BlogU

  • Capital for Labor In Curricular Media Management?

    By Joshua Kim July 21, 2010 9:30 pm EDT

    Was hoping that you might be able to provide a reality check.

    During my talk today, "The Campus Media Flood: Causes, Consequences, and Opportunities," at the Wainhouse Research Collaboration Summit I was asked about the sustainability of college/university funding for curricular media management systems.

    Attendees wanted to know if postsecondary institutions will be willing to add the significant expense of paying for media management solutions, such as Kaltura, ShareStream, or Ensemble on to their (already stretched) budgets? If curricular media management solutions catch on, this will be yet another platform that campuses need to devote resources to licensing, integration, system administration, training and support.
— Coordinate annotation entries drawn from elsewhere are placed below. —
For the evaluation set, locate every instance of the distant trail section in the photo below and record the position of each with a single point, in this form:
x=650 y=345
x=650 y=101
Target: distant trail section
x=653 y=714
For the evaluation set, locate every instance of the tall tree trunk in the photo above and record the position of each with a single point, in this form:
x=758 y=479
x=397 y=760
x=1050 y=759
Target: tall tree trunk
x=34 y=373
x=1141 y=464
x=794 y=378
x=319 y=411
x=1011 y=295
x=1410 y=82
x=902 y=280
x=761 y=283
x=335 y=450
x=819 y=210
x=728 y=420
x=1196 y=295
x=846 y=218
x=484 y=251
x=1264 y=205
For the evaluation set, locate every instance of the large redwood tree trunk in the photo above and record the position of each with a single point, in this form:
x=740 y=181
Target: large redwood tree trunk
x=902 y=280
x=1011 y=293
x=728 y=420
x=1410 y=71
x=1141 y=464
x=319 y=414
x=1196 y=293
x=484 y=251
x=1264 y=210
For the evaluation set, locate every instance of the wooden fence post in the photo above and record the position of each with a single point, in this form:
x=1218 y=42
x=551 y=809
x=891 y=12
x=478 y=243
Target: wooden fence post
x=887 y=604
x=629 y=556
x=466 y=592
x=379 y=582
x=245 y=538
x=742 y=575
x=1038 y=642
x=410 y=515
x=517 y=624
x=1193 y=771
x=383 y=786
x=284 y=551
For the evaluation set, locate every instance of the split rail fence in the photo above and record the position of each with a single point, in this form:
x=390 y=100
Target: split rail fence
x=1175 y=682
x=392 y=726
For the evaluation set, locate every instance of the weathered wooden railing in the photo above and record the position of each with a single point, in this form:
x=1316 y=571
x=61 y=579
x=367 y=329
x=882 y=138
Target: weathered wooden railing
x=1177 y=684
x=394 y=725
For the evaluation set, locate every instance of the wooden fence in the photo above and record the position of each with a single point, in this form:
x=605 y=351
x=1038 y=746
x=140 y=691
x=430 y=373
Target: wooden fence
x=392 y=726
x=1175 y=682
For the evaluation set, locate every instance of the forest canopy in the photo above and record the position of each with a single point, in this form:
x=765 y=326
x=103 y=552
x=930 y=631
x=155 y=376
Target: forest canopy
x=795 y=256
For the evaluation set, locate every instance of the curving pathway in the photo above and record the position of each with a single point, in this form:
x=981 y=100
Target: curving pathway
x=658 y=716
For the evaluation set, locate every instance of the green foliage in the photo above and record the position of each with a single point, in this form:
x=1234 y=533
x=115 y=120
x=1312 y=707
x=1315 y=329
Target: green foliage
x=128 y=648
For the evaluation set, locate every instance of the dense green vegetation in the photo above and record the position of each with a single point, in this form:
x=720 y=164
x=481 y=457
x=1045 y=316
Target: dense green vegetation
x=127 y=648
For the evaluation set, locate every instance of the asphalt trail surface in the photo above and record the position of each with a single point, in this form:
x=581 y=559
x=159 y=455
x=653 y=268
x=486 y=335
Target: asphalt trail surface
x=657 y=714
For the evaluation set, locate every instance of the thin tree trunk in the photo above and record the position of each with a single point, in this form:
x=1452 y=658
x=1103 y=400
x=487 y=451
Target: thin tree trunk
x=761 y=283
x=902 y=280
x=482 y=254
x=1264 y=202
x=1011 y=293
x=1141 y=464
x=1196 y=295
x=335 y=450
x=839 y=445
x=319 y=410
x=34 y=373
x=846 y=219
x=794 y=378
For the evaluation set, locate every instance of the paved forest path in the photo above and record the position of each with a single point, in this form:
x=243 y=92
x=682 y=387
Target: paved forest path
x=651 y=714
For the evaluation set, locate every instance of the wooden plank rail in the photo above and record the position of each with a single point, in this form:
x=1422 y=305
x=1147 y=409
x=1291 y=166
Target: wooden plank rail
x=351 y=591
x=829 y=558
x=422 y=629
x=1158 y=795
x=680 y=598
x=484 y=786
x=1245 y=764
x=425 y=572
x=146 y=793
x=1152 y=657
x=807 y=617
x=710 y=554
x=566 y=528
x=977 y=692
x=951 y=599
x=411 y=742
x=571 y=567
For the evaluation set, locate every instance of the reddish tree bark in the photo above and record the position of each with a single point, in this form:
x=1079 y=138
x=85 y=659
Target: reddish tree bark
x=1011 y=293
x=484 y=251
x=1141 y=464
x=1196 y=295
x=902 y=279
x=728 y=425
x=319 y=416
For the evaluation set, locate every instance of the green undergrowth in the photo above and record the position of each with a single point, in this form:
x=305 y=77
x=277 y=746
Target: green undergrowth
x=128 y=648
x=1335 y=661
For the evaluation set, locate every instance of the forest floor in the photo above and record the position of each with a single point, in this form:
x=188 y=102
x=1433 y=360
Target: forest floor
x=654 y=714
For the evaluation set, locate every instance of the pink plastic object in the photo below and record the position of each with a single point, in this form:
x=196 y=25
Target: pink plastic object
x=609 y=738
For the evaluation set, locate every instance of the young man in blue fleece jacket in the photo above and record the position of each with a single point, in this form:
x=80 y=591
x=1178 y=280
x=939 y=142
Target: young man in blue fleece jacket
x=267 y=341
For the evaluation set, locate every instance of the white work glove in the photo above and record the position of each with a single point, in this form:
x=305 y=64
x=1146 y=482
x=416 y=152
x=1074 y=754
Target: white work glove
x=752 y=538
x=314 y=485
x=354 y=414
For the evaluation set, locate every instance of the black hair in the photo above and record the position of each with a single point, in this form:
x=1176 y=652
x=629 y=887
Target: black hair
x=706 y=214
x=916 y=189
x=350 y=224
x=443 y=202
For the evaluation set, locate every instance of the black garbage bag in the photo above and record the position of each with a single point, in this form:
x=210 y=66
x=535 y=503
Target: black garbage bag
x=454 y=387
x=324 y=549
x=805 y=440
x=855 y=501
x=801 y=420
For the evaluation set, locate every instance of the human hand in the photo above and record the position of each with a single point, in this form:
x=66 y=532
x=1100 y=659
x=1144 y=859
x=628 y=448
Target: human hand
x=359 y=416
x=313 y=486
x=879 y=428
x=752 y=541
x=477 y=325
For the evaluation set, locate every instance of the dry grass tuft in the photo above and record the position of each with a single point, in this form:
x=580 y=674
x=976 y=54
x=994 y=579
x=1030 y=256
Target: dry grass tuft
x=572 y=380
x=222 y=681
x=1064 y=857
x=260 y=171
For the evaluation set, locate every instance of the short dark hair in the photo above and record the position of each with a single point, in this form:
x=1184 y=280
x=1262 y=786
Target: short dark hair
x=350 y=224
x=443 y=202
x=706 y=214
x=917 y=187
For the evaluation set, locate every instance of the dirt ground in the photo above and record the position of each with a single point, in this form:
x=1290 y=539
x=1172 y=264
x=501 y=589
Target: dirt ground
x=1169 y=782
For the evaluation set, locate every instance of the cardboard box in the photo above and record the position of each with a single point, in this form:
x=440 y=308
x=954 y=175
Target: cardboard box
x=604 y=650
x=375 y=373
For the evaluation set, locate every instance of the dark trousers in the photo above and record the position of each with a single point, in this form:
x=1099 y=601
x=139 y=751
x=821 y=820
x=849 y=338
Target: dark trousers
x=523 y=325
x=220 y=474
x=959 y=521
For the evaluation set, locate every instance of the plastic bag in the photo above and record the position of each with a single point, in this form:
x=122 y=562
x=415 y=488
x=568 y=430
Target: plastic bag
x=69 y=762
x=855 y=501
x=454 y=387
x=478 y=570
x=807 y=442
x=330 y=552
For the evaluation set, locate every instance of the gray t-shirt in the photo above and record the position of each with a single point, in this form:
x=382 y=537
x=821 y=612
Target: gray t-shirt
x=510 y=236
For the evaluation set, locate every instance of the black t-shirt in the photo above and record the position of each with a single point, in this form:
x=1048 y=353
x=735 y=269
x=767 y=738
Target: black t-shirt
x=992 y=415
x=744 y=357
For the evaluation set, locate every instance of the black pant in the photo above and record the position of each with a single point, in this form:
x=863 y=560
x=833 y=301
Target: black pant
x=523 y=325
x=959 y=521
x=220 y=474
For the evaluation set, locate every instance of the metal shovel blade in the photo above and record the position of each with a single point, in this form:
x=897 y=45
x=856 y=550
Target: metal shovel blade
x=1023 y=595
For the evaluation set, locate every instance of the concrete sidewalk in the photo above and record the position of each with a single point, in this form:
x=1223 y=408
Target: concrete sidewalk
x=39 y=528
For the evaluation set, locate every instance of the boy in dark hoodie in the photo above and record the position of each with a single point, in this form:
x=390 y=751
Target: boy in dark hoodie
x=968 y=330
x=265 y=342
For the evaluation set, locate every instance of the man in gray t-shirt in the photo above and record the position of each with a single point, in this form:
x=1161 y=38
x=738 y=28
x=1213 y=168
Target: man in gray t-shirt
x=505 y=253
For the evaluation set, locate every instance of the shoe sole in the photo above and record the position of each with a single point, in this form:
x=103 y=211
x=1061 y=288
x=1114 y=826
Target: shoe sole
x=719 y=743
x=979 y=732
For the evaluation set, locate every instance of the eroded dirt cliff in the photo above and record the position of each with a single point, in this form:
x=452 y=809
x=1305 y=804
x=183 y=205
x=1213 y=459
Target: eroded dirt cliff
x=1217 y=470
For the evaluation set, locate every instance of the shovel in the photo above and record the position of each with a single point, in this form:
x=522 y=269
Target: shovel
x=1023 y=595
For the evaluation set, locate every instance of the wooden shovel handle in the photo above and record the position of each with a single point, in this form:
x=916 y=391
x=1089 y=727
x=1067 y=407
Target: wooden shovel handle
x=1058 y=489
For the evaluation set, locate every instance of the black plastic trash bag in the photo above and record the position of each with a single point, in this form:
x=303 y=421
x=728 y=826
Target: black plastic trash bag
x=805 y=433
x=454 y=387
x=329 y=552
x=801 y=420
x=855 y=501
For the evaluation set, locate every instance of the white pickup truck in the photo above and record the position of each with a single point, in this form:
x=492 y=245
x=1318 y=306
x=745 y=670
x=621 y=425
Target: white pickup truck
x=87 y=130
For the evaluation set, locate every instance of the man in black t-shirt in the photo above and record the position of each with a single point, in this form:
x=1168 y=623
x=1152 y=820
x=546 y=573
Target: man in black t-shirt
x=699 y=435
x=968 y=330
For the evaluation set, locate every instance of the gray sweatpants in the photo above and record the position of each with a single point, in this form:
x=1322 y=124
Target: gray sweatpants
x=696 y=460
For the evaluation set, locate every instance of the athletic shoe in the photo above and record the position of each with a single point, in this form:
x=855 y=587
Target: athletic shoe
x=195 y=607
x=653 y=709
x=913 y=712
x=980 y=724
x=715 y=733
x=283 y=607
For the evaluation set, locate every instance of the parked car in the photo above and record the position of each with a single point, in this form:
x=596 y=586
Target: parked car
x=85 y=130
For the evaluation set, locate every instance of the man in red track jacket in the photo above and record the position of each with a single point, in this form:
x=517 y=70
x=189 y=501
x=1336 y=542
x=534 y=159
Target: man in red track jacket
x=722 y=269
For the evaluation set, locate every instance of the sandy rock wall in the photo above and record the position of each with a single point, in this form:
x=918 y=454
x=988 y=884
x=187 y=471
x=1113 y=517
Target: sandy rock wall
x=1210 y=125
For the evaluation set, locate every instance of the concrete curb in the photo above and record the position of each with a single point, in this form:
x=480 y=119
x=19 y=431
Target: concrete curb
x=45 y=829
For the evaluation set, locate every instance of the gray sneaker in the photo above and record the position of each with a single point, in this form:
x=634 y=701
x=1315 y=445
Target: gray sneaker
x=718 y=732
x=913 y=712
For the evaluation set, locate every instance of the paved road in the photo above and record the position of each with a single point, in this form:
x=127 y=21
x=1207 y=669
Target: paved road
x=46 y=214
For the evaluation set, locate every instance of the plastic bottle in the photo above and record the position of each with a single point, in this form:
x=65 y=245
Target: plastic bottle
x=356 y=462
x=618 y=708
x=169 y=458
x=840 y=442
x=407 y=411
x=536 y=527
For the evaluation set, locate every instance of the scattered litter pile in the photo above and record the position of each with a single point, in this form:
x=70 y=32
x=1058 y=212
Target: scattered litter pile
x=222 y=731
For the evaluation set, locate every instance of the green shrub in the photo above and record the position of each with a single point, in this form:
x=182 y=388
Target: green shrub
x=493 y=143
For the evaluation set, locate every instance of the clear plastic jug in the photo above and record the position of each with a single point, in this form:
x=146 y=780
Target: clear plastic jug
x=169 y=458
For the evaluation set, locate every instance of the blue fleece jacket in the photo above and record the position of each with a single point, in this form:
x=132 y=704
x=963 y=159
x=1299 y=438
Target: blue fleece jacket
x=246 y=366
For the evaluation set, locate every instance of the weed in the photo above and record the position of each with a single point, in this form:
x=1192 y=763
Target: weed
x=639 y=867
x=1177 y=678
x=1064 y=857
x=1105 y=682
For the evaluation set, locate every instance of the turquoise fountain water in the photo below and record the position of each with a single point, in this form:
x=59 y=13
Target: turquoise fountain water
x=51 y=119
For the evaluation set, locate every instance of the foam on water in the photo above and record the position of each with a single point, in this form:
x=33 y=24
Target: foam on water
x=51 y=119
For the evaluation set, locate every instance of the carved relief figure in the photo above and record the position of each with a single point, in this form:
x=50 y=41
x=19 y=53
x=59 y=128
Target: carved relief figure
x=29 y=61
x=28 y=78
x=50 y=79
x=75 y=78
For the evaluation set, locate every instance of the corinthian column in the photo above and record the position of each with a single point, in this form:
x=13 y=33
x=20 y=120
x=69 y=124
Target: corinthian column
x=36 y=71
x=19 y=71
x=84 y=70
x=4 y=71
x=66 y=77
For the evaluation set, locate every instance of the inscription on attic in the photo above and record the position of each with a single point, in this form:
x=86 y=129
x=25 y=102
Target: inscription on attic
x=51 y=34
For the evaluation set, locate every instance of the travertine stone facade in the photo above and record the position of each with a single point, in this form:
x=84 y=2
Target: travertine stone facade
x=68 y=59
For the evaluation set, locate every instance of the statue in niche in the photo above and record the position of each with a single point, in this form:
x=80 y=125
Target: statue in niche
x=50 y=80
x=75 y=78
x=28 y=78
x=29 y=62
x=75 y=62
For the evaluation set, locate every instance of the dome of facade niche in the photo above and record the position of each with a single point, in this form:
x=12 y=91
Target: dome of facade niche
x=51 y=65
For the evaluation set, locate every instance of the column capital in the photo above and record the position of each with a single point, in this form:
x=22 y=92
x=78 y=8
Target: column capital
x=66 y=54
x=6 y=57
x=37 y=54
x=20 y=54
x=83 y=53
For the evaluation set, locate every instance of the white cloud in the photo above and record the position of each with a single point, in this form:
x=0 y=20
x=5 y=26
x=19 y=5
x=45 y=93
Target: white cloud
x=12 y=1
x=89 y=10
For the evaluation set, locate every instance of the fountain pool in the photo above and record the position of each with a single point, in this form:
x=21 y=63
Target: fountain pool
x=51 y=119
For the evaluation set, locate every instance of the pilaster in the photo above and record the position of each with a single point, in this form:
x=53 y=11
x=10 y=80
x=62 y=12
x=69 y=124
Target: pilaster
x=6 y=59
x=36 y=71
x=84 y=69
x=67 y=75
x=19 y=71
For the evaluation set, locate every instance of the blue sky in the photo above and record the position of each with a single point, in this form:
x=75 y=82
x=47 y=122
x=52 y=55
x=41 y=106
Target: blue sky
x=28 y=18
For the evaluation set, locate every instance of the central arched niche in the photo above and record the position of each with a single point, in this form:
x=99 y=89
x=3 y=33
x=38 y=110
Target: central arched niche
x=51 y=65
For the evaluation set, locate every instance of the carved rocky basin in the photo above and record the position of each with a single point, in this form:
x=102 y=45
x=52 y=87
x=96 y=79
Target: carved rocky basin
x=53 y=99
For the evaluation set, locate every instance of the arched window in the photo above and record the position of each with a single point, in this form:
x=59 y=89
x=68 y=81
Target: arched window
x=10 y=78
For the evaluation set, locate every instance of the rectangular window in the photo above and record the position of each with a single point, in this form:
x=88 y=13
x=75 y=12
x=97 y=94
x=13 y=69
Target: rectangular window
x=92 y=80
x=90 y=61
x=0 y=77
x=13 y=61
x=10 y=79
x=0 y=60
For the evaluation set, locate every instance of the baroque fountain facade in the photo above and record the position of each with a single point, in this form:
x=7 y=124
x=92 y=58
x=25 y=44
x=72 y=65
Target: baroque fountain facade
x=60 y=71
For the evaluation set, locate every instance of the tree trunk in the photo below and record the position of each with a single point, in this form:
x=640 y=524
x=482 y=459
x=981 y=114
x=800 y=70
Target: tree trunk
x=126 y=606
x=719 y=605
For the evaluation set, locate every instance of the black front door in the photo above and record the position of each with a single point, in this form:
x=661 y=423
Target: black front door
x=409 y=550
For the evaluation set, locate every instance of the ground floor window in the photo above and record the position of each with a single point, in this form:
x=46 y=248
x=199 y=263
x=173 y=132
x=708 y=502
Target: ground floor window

These expenses come on top of costs for the learning management systems (LMS) and lecture capture platforms that are becoming standard.

    My answer was "yes" - I do think that campuses will find the ROI of curricular media management systems (CMMS) compelling, and over the next 3 years many institutions will be making this investment.

    My rationale goes something like this:

    1. Campuses are currently dealing with a "flood" of campus media, everything from videos used in the curriculum to media digitized by the library to media recorded by lecture capture systems in classes and campus events to original video mashups and presentation captures produced by students and faculty.

    2. There exists a strong demand for a service that can ingest all this video (in whatever format), process the files, and create new video files that can be easily discovered and published to the learning management system, institution web pages, iTunesU or YouTube/EDU, and mobile devices such as the iPad.

    3. Currently, this work is mostly done manually by media, technology and instructional design professionals. This manual encoding, uploading, and placing of video is time consuming and inefficient and expensive, as it takes up a large and rapidly growing portion of staff time.

    So the argument in that the CMMS will be a system that will allow campuses to substitute capital for labor. The choice will be to either hire more people to keep up with the media flood (or have the same people not do other tasks), or find ways to create automated and self-serve processes. This investment will therefore not only save resources in medium-to-long term, but also provide new learning and communication tools to our students, faculty, prospective students and alumni. The media flood on campus will not recede, and in fact will threaten to overwhelm academic technology, IT and media departments unless the proper tools are put in place to deal with both the supply and demand side of the campus media equation.

    What do you think? Do you buy my argument? Are you looking at CMMS systems for your campus?

Advertisement

Comments on Capital for Labor In Curricular Media Management?

  • Managed media services.. without a doubt!
  • Posted by Kirit Basu , Associate Director/ Academic Technology at University of New Hampshire on July 23, 2010 at 1:00pm EDT
  • Joshua,
    I agree, a system with a comprehensive media services portfolio ( curricular or otherwise) is very compelling indeed.

    Media (especially video) is obviously ubiquitous at an individual level right now, but to be able to support it in a consistent manner as an institute, is labor intensive and expensive in the long term.

    Most faculty who are interested in using media for their courses are rightly not interested in format wars, file sizes, download speeds and the myriad of technical hurdles that the IT support organization needs to be prepared to deal with when inventing or integrating custom solutions.
    And as we all know lifecycle costs are the real killer with custom solutions.

    A system that is able to provide a user an end-to-end solution for their media artifacts (creating/editing/publishing) in one environment and more importantly from the IT organization's standpoint, tied in to appropriate authentication and access control mechanisms (read LMS) is almost a no-brainer.